Year of compilation: 2004
AVIFAUNA: Sanyal (2002) identified 163 species of birds from Sunderban but recently, Sujan Chatterjee (in litt. 2003) has listed 219 species. Although the whole of the Sunderban mangrove is a bird watcher’s paradise, Sajnakhali Wildlife Sanctuary is best known for its bird life. Mukherjee (1959) found 16 species in a breeding colony, including Darter Anhinga melanogaster and Black-necked Stork Ephippiorhynchus asiaticus (both presently Near Threatened). In India, Sunderban in the most important site for the Vulnerable Masked Finfoot Heliopais personata. It is difficult to estimate the total number of this elusive bird, but it is fairly common in suitable areas. Earlier, Greater Adjutant Leptoptilos dubius was commonly seen but now sightings are rare due to drastic decline in its numbers. Another uncommon species is the Spoon-billed Sandpiper Eurynorhynchus pygmeus, which is regularly reported from this site. As can be expected, Sunderban is famous for its waterbirds and water-dependent birds, such as the kingfishers. Out of the 12 kingfisher species found in India, six are found in this IBA. They are the Common Alcedo atthis, Brown-winged Halcyon amauroptera, Stork-billed H. capensis, Ruddy H. coromanda, White-throated H. smyrnensis, Black-capped H. pileata, Collared Todiramphus chloris and Pied Ceryle rudis Kingfishers. About 30 species of small waders (sandpipers, stints, plovers, curlews, etc.) and nine species of gulls and terns are found here. Sunderban is one of two sites where the Mangrove Whistler Pachycephala grisola is definitely found. This species is not considered threatened by BirdLife International (2001) as it is widely distributed in south and southeast Asia but its narrow, ribbon-like habitat along the coasts, that is under tremendous human pressure all over Asia, would put this species at risk in future. Incidentally, this is the only bird species that is entirely restricted to mangroves (Ali and Ripley, 1987, Grimmett et al. 1998). The vast Sunderban mangroves and mud flats host hundreds of thousands of waterbirds, especially waders but as we do not have species-wise detailed information, we have not listed this site under any A4 criteria. This site is selected only on the basis of presence of globally threatened species (A1 criteria).

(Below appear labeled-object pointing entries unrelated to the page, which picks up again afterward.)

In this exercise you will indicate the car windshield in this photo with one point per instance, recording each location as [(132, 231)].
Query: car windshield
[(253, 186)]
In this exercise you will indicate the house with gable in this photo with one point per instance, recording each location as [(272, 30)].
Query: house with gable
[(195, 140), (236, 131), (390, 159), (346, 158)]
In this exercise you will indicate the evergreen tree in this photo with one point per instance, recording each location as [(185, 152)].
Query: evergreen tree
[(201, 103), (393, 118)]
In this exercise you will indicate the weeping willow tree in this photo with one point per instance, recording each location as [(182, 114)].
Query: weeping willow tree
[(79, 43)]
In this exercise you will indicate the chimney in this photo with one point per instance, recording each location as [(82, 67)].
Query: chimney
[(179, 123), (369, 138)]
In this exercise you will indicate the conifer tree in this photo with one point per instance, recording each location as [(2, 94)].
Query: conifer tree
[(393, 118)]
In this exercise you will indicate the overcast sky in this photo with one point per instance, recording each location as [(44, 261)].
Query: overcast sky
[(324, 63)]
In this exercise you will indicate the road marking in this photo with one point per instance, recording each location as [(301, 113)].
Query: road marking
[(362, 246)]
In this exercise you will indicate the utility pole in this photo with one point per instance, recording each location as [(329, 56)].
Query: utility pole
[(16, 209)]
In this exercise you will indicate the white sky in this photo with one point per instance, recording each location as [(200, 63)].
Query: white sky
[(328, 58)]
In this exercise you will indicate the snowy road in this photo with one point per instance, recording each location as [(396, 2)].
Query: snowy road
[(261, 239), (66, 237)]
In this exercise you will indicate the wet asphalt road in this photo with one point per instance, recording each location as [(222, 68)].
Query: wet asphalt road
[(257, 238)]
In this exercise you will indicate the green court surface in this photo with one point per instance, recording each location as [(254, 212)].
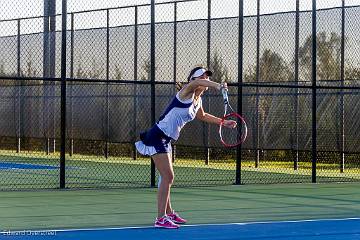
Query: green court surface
[(74, 209)]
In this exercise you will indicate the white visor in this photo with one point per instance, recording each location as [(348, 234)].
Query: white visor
[(201, 72)]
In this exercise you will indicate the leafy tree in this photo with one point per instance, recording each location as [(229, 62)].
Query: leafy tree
[(147, 68), (220, 72), (273, 68), (328, 57)]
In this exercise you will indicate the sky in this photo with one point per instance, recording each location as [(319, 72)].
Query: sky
[(10, 9)]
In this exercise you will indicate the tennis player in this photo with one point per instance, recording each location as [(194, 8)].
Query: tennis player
[(156, 142)]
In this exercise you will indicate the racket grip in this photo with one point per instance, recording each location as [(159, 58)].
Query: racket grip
[(225, 95)]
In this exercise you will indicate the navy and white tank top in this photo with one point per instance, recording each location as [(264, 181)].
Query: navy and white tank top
[(177, 114)]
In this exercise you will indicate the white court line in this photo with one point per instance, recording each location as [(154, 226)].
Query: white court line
[(194, 225)]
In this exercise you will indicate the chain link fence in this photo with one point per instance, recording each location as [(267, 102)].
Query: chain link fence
[(109, 91)]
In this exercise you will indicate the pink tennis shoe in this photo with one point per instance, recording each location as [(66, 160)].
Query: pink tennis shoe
[(176, 218), (165, 222)]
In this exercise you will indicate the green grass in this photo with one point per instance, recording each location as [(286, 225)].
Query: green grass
[(94, 171), (59, 209)]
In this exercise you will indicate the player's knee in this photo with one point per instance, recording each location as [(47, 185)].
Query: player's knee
[(168, 178)]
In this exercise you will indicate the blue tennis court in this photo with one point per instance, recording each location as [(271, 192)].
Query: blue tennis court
[(344, 229), (28, 166)]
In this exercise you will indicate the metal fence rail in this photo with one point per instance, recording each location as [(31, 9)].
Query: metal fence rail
[(74, 99)]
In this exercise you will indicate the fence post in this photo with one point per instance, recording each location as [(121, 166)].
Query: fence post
[(206, 127), (342, 78), (296, 102), (18, 132), (240, 82), (152, 79), (257, 124), (63, 94), (71, 84), (314, 123), (107, 85)]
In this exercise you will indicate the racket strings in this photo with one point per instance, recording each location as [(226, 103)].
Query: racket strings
[(232, 136)]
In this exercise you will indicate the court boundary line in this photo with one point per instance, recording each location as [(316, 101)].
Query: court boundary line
[(189, 225)]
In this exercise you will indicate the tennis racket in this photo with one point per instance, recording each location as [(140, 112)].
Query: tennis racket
[(233, 129)]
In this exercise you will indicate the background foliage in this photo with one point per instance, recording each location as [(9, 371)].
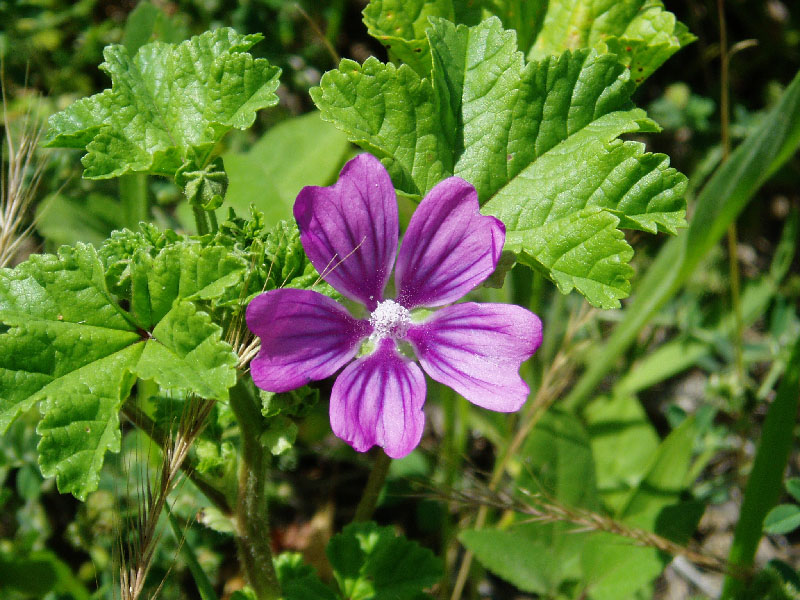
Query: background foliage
[(650, 421)]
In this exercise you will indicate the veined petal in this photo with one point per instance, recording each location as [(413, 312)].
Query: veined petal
[(477, 350), (378, 400), (304, 336), (349, 230), (449, 247)]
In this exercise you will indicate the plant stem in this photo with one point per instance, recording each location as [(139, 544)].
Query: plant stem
[(133, 193), (724, 116), (377, 477), (252, 524), (201, 220)]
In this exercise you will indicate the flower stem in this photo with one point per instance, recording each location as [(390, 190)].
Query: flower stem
[(200, 220), (377, 477), (252, 525)]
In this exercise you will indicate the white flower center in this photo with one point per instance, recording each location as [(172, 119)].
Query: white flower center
[(390, 319)]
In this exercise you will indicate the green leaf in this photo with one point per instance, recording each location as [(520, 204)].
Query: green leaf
[(614, 423), (67, 345), (540, 142), (186, 354), (615, 567), (720, 202), (782, 519), (301, 151), (523, 559), (187, 270), (641, 33), (371, 562), (540, 557), (148, 21), (298, 580), (296, 403), (168, 105)]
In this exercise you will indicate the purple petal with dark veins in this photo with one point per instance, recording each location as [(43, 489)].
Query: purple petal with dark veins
[(477, 350), (378, 400), (449, 247), (349, 230), (304, 336)]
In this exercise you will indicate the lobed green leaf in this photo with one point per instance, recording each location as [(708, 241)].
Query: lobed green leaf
[(539, 141), (168, 105), (68, 346), (640, 34)]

OTHER KEY FAUNA: Although seldom seem, the Tiger Panthera tigris is the star attraction of Sunderban. Sunderban also has the largest population of the Estuarine Crocodile Crocodylus porosus. A hundred years ago the Sundarban Forests were the home of many wild animals, including the Javan Rhinoceros Rhinoceros sondaicus, Swamp Deer Cervus duvauceli, Chital Axis axis, Wild Boar Sus scrofa, Rhesus Macaque Macaca mullata, Fishing Cat Felis viverrina, and Wild Buffalo Bubalus arnee. It is said that Barking Deer Muntiacus muntjak existed on these swamp islands, but it has not been recorded in recent years from the Sundarban Forests that lie in West Bengal.
Despite its status as a World Heritage Site, Biosphere Reserve, Tiger Reserve, National Park and Wildlife Sanctuary, the Sunderban suffers from many anthropogenic problems. Illegal fishing, cutting of mangroves, poaching and encroachment are the biggest chronic threats. Illegal settlers are causing widespread destruction of mangroves, particularly on Jambu Dweep, the furthermost of the cluster of islands. The Supreme Court of India has banned human habitation on this island, but over 20,000 people reside here, mostly in a place called Charso Bees. The fishing business here, run mostly by Bangladeshis from Chittagong, records a turnover of about Rs. 1.5 billion annually. Many settlers on the island are unaware that fishing in the protected area is prohibited. Charaching in the Sundarban is a persistent and uncontrollable problem, because thousands of people move in the Reserve all the time. Charachers go mainly for Tiger and deer. Unmanaged tourism is another problem for the sensitive ecology of Sunderban. There are plans to build a large tourist resort on 750 acres of land spread across the five islands of Sagar, Kaikhali, Fraserganj, L-Plot and Jharkhali. A jetty will be built in Kolkata for ferrying tourists to those islands. There will be floatels, water sports and arrangements for excursions to different creeks in the delta. Such a massive project, in the name of ‘eco-tourism’, would give rise to anthropogenic problems and irreversibly damage the ecology.